Tuttavia, il raid non sembra avere uno scopo specifico. I soldati non cercano nessuno. Non entrano in nessuna casa. Tutti sembrano rilassati.

"Siamo passati di moda: oggi il Kurdistan è la questione più trendy."
-Bassem Tamimi 

Quella è Malala. Nabi Saleh è un normale agglomerato di case nel mezzo della Cisgiordania, ma da mesi la zona fa notizia a livello internazionale; è stato qui che la sedicenne Ahed Tamimi – dopo che sua cugina era finita in coma con una pallottola alla testa – ha notato un soldato davanti a casa sua.

Quando gli ha chiesto di andarsene, ha iniziato a scagliarsi contro di lui. Alla fine l'ha preso. Poche ore dopo, l'esercito è tornato e l'ha portata con sé. Da allora Ahed è in prigione, accusata di aver attaccato le forze di sicurezza israeliane. Per gli attivisti internazionali lei è il nuovo Mandela – o la nuova Malala.

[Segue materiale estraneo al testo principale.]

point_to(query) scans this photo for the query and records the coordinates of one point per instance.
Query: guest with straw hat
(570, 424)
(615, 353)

Ma agli occhi israeliani lei è un’attrice. Il parlamento dello stato israeliano, la Knesset, ha ordinato un'indagine per verificare se Ahed – con i suoi capelli biondi, gli occhi azzurri e la mancanza di hijab – sia effettivamente palestinese. O se sia stata pagata, insieme al resto della sua famiglia, per rafforzare la resistenza di lunga data che Nabi Saleh conduce contro l’insediamento israeliano di Halamish dal 2010. A seguito del conflitto, 350 dei 600 di Nabi Saleh i residenti sono rimasti feriti, mentre 50 – compreso il padre di Ahed – sono diventati disabili permanenti.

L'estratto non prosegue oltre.